檸檬
遊佐未森

2002年 日本
1. 青空
2. 月がとっても青いから
3. 南の花嫁さん
4. アラビアの唄
5. ゴンドラの唄
6. 小さな喫茶店
7. 夜来香
8. 蘇州夜曲
9. 森の小径


 

 遊佐未森の全曲カバーアルバム。曲は大正〜戦前〜戦中〜戦後初期と現在の歌謡曲界の潮流からは(戦後初期以外は)見捨てられた感のある昭和歌謡第1期黄金時代の楽曲群がその主役です。
 所謂「懐メロ」という古臭さを助長する言葉の括りとロック以降の楽曲構造の変化、そして捻くれた見方では、戦後教育の戦前イメージ軍国主義灰色幻想がそれに加わっているのではないでしょうか。

 実際昭和19年位から終戦にかけては暗くはなるものの、それ以前、このアルバムで例えれば3曲目「南の花嫁さん」は昭和17年、大平洋戦争まっただ中。その中、こんな明るい内容の曲が作られていた事を考えると、現在の戦中のイメージがいかに軍歌(=軍国主義)だけに偏っているのかが聴いてとれ、このあたりはもっと日本の歌謡史で指摘、見直されても良い所だと思います。
 とは言っても、この歌にしてもやはり南方幻想。多少なりとも「南進政策」の影響下にあることはいなめません。この当時の流行歌を見ても、その様な歌がめじろ押し。8曲目「蘇州夜曲」にしても大陸進出(現教育化では大陸侵攻)、大陸幻想が感じられる所です。その事自体を当時の大多数の国民は支持していたんですよね、大東亜幻想です。国内の暗い世相から海外に「歌」で脱出を計った様な気もします。一様に聴いていて詞・曲ともに明るいですもんね。
 大陸・南方幻想に関しては、国策に関係なくもっと昔から持たれているもので、洋の東西問わず人間自体がそんな感じの傾向(エキゾシズム!)を持っています。戦後しばらくそんな感じの歌の系譜も続きますし。

 まぁ、これを論ずると異常に長くなるので本題に戻します。遊佐未森、彼女のカバーはそんな事を抜きにして「歌」の魅力だけを抽出した作品になっている所が特徴で、この頃の歌の持つ「言葉の力」が非常に生きています。
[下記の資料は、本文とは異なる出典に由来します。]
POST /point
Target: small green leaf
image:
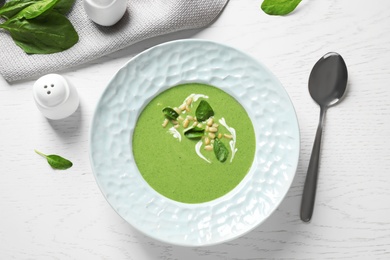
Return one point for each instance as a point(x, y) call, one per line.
point(203, 111)
point(170, 113)
point(220, 150)
point(279, 7)
point(42, 35)
point(56, 161)
point(64, 6)
point(194, 132)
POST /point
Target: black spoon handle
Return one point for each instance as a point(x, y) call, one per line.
point(309, 190)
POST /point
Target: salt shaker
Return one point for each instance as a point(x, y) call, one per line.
point(55, 97)
point(105, 12)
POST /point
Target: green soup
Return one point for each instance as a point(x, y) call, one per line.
point(188, 170)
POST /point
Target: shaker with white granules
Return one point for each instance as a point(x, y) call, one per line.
point(55, 97)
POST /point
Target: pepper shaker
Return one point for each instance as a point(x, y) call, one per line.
point(55, 97)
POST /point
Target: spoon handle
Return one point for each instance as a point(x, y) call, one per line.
point(309, 190)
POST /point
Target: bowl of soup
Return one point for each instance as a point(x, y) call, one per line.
point(194, 143)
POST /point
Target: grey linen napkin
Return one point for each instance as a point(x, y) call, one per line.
point(143, 19)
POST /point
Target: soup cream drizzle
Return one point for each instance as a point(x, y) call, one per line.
point(176, 134)
point(197, 150)
point(232, 143)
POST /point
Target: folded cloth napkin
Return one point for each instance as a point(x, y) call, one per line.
point(143, 19)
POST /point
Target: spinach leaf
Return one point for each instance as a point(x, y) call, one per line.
point(42, 35)
point(203, 111)
point(56, 161)
point(64, 6)
point(279, 7)
point(13, 7)
point(36, 9)
point(220, 150)
point(170, 114)
point(194, 132)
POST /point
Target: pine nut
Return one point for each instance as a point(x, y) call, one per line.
point(208, 147)
point(178, 110)
point(186, 123)
point(211, 135)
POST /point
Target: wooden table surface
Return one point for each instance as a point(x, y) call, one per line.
point(48, 214)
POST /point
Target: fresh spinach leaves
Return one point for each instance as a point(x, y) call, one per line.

大量の小道具・物品名を使わなくてもその情景がヒシヒシとあらわれる、想像力豊かな豊潤な歌詞、そしてそれを最大限に膨らませる楽曲が、彼女の力でこの時代にまた新しく再構成されています。2曲目「月がとっても青いから」の「アカペラ1人多重コーラス」はとても好きな感じ、やられました。
 歌う言葉を大事にする人が、言葉1つ1つに情景を持つこの頃の歌を歌ってくれるのはとても嬉しい限りで、今の人が聴いても十分にその情景が堪能出来ると思います。
 ただ1つ難を言えば5曲目「ゴンドラの唄」の3番を省略してしまっている事。3番の「なまめかしさ」が気になったのでしょうか?これがないと僕としてはと言うのがあるもので・・・。
 第2弾をできたら期待したいなあ。「宵待草」とか「影を慕いて」なんかカバーして欲しい気分。
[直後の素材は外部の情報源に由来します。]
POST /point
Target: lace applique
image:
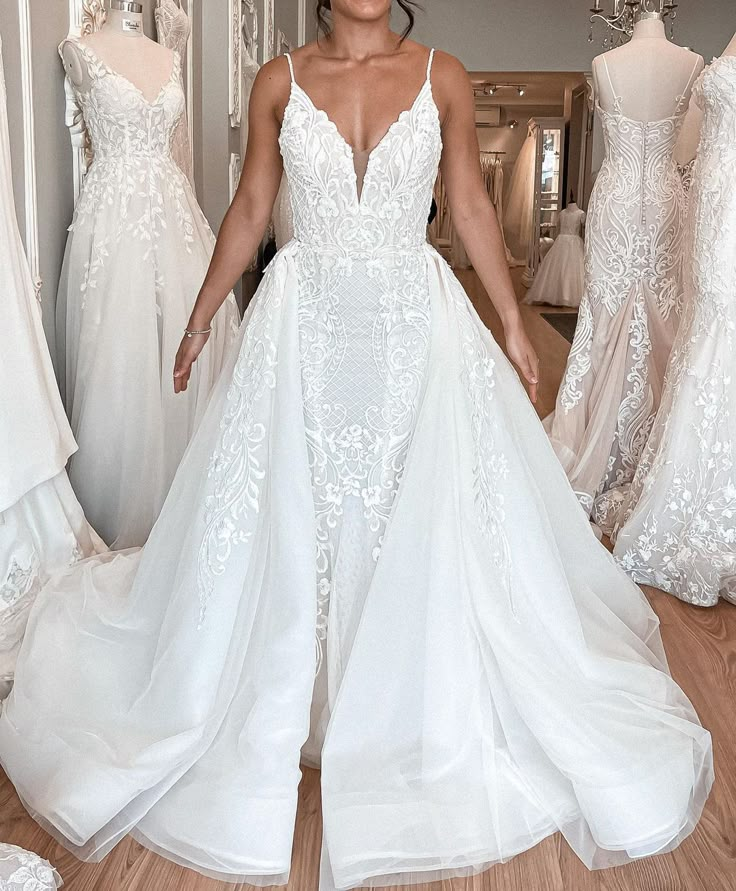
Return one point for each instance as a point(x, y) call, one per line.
point(24, 871)
point(686, 543)
point(235, 470)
 興味のある方は「ゲルニカ」のアルバムも合わせて聴いてみる事もオススメ。こちらの方では、より昭和歌謡第1期黄金時代の拡大解釈気味なイメージ、この当時の国策的な匂いや雰囲気がカリカチュア、真面目かつ過激な戯画として楽しめます。
 そのまま直に「懐メロ」と言われているモノをを聴いてみるのもまた面白いと思います。こちらでは再録モノがあったりするのでそれに御注意。なるべくならオリジナルを聴いた方がより、その当時を味わえるのではないでしょうか。ちなみに僕的には「昭和歌謡」っていうと僕はこの頃の楽曲が一番似合っていると考えます。